Relation between Synovitis and Knee osteoarthritis
Osteoarthritis (OA) is the most common cause of musculoskeletal pain and disability in the knee joint. OA starts as the lack or loss of this articulate (surface) cartilage and then progresses into involvement with the surrounding bone, tissues, and synovial fluid. In OA, cartilage may have areas of partial thinning or complete loss of surface cartilage resulting in areas of exposed bone. Symptoms of OA include joint pain with activity, night pain, morning stiffness, limited motion, joint inflammation, crepitus or noise from the knee, and deformity.
Synovitis is the inflammation of synovial membranes. It may occur in association with arthritis as well as lupus, gout. Previously, synovitis in OA was believed to be a consequence of underlying joint damage, with synovial inflammation resulting from macrophage phagocytosis of intra-articular cartilage or bone debris, calcium pyrophosphate dihydrate or calcium hydroxyapatite crystals with release of soluble cartilage matrix macromolecules. To identify the independent relation of synovitis with incident radiographic knee OA after adjusting for other structural factors known to cause synovitis, a study was conducted.

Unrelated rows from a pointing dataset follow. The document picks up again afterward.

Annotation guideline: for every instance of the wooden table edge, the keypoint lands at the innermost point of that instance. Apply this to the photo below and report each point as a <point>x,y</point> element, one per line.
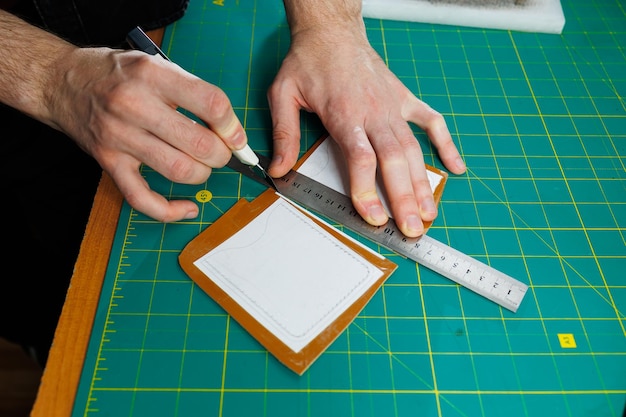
<point>59,383</point>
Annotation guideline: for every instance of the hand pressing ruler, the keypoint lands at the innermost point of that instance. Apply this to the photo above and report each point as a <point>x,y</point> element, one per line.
<point>428,252</point>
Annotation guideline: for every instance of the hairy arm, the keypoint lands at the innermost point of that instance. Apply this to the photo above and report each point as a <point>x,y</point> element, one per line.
<point>121,108</point>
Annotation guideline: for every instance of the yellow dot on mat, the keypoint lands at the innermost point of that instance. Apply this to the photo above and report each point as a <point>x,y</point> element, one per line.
<point>567,340</point>
<point>203,196</point>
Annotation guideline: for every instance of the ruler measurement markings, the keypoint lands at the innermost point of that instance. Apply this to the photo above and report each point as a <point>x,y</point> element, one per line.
<point>428,252</point>
<point>452,264</point>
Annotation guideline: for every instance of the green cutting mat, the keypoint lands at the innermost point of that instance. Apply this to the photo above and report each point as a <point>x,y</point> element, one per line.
<point>541,122</point>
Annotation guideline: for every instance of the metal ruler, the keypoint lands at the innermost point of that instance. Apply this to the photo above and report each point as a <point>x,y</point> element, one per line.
<point>457,266</point>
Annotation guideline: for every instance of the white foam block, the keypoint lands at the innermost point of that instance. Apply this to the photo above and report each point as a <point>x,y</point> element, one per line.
<point>543,16</point>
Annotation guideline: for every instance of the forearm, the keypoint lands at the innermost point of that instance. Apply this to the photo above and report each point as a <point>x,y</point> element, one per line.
<point>304,15</point>
<point>29,60</point>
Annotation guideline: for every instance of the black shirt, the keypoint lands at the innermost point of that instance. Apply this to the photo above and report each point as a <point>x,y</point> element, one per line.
<point>98,23</point>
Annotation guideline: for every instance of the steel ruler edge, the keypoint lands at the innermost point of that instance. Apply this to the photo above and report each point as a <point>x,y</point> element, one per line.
<point>463,269</point>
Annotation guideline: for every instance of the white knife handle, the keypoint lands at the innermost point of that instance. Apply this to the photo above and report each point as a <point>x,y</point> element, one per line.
<point>247,156</point>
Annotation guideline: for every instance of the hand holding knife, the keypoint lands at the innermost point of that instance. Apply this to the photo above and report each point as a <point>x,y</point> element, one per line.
<point>138,40</point>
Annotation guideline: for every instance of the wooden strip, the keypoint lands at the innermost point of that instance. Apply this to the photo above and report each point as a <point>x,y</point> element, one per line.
<point>59,383</point>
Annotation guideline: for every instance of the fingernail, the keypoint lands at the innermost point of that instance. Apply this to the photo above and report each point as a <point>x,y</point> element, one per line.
<point>428,206</point>
<point>414,225</point>
<point>377,213</point>
<point>459,163</point>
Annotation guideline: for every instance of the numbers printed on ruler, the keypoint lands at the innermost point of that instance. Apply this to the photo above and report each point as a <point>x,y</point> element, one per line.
<point>471,273</point>
<point>460,268</point>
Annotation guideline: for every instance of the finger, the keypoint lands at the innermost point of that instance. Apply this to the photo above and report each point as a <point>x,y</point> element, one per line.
<point>167,160</point>
<point>190,137</point>
<point>361,161</point>
<point>138,194</point>
<point>206,101</point>
<point>285,112</point>
<point>398,158</point>
<point>423,193</point>
<point>434,124</point>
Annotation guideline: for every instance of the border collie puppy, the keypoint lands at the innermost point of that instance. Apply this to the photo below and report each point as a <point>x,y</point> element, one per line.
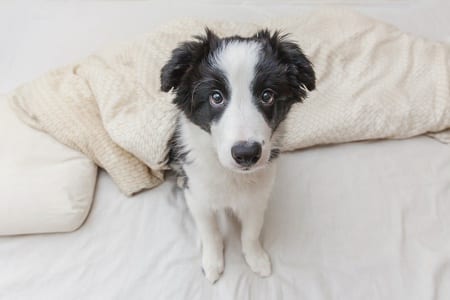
<point>233,93</point>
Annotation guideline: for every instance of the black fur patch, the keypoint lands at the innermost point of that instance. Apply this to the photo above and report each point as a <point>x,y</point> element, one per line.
<point>189,72</point>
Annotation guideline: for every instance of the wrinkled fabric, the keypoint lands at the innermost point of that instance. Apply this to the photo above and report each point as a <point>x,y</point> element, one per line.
<point>374,82</point>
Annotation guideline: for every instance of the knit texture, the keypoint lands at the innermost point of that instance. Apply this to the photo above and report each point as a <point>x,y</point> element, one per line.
<point>373,81</point>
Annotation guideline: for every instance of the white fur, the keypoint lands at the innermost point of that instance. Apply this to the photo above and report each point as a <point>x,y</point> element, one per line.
<point>214,180</point>
<point>241,120</point>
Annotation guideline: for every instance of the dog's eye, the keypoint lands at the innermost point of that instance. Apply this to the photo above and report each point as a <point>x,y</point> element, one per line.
<point>267,97</point>
<point>216,98</point>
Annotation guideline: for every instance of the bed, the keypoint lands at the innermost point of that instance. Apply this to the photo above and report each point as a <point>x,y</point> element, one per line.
<point>366,220</point>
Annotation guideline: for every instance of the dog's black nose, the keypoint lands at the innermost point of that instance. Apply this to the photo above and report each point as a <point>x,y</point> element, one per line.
<point>246,153</point>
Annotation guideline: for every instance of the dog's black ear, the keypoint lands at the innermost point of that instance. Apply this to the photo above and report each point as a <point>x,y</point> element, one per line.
<point>185,57</point>
<point>290,54</point>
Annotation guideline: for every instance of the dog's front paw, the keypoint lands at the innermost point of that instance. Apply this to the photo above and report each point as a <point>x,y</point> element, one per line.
<point>212,263</point>
<point>259,261</point>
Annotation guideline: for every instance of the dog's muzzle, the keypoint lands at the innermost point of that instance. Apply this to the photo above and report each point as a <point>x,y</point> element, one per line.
<point>246,154</point>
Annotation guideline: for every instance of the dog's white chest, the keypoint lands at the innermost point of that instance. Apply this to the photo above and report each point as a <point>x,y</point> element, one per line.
<point>220,188</point>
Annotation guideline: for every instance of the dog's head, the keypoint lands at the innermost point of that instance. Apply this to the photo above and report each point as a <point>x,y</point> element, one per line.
<point>239,90</point>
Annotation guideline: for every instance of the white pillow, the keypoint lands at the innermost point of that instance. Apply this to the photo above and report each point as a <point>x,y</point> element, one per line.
<point>44,185</point>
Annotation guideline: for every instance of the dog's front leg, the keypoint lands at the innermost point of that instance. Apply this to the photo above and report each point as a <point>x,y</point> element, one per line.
<point>212,244</point>
<point>256,257</point>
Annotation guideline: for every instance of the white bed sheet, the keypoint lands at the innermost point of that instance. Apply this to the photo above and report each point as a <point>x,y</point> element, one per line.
<point>364,220</point>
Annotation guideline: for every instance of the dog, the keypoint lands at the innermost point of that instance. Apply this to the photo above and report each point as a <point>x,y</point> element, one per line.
<point>233,94</point>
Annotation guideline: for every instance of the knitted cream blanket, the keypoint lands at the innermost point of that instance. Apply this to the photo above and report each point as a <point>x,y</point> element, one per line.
<point>373,82</point>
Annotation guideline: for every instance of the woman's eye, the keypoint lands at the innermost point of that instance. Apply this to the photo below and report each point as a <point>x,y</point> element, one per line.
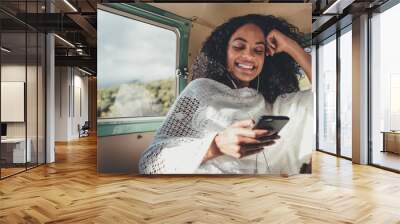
<point>238,47</point>
<point>259,51</point>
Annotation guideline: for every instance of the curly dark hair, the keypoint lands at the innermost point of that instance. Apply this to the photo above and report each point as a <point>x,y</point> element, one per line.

MRIs from knees were examined that were developed by incident radiographic OA from the Multicenter Osteoarthritis Study (MOST) and were compared with controls that did not develop OA. Base line MRIs for knees developing OA at any time up to 84 months of follow up. Lesions observed in cartilage, meniscus, bone marrow and synovitis were scored. Synovitis scores were summed (0-9) across three regions, suprapatellar, infrapatellar and intercondylar region, each of which was scored 0-3. After bivariate analyses examining each factor's association with incidence, multivariable regression analyses adjusted for age, sex, BMI, alignment and cartilage and meniscal damage were carried out.

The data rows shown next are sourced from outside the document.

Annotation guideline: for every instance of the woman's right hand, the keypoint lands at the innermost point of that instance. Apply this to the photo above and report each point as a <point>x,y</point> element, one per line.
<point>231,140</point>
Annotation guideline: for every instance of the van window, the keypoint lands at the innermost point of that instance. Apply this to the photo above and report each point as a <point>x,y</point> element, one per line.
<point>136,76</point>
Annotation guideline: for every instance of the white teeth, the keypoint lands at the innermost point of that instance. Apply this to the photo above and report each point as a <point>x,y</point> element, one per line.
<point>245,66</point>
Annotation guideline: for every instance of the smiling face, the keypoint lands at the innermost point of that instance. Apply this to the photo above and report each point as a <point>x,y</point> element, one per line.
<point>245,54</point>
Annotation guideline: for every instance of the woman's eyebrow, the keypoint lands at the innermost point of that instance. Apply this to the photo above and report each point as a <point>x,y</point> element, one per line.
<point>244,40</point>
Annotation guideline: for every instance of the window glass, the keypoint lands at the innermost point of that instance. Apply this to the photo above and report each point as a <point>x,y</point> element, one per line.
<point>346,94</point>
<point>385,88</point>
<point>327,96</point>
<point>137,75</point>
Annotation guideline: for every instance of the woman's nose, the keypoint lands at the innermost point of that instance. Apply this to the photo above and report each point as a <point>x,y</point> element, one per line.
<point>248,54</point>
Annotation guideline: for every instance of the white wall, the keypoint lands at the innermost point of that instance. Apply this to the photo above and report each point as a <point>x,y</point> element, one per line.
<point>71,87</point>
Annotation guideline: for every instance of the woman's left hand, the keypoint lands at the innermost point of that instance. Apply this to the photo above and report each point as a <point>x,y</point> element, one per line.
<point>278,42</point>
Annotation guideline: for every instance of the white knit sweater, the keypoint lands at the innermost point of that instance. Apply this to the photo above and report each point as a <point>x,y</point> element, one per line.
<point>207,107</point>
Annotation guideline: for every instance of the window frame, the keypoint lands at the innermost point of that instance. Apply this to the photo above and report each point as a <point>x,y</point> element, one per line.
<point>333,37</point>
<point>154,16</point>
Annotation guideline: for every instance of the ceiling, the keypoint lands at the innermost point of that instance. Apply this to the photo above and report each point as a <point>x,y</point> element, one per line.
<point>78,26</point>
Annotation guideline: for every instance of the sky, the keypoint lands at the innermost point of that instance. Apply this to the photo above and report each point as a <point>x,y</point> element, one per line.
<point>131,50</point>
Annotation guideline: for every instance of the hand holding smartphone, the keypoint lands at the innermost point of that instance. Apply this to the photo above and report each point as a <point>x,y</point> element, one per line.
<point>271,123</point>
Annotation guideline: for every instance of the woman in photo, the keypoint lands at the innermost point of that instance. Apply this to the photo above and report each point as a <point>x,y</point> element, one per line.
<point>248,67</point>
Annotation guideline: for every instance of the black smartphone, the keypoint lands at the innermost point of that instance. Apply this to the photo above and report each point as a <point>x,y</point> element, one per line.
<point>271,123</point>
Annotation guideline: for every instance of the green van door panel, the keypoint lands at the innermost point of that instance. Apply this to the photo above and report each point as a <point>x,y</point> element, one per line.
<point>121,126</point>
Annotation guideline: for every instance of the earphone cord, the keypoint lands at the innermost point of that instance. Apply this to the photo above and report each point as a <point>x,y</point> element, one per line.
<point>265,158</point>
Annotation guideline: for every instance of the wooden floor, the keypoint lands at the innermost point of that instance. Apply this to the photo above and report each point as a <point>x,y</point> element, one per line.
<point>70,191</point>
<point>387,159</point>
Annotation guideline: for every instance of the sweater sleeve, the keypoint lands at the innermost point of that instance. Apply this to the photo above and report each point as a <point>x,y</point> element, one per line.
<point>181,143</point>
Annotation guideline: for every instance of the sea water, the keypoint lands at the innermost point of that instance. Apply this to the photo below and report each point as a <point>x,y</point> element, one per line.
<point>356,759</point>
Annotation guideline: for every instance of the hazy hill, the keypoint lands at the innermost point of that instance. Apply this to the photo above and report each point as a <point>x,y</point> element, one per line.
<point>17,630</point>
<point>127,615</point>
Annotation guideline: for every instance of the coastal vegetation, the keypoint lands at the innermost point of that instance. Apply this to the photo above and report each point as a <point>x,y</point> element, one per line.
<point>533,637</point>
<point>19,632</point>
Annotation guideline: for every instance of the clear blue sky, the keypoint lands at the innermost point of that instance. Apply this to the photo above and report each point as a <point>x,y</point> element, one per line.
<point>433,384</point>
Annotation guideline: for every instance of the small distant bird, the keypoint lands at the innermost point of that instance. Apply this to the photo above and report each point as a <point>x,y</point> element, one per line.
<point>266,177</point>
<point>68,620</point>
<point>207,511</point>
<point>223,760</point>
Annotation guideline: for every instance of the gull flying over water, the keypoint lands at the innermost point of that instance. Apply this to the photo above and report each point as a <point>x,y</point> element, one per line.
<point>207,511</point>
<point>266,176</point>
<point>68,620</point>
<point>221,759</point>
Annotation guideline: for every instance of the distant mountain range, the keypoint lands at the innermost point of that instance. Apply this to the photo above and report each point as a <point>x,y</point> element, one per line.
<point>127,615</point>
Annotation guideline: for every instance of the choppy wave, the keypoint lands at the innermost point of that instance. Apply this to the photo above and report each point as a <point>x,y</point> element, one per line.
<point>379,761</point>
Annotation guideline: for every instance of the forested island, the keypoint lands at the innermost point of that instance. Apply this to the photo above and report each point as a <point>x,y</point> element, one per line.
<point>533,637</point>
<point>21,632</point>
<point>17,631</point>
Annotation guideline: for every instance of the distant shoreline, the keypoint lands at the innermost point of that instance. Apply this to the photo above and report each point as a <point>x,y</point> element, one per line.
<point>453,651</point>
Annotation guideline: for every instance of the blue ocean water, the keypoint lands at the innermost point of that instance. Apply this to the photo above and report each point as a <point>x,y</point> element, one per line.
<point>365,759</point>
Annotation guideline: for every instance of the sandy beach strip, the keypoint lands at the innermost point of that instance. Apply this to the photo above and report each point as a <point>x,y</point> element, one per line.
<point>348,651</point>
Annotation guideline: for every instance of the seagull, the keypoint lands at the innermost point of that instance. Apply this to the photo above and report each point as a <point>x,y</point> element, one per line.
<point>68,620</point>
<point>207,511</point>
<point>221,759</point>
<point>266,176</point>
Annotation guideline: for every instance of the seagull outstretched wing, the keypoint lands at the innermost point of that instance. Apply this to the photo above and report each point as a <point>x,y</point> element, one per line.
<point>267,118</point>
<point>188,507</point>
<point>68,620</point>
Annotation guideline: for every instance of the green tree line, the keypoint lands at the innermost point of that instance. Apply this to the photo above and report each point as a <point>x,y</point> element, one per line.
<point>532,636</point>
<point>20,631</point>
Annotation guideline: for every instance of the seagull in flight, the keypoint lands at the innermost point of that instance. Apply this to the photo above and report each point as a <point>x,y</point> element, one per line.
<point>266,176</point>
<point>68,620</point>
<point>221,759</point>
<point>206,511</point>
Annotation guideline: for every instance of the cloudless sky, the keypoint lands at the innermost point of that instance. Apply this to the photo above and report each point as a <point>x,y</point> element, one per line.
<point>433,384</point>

After the analysis, 239 cases and 731 control knees were studied. In bivariate analyses, cartilage lesions, meniscal damage and bone marrow lesions were all risk factors for OA. After multivariable analyses, synovitis associated with incident OA, risk of a higher synovitis was increased with OA, but increased risk was associated only with synovitis scores of ≥3. Results indicated that synovitis, especially when there was a substantial volume within the knee has been proven to be an independent cause of OA.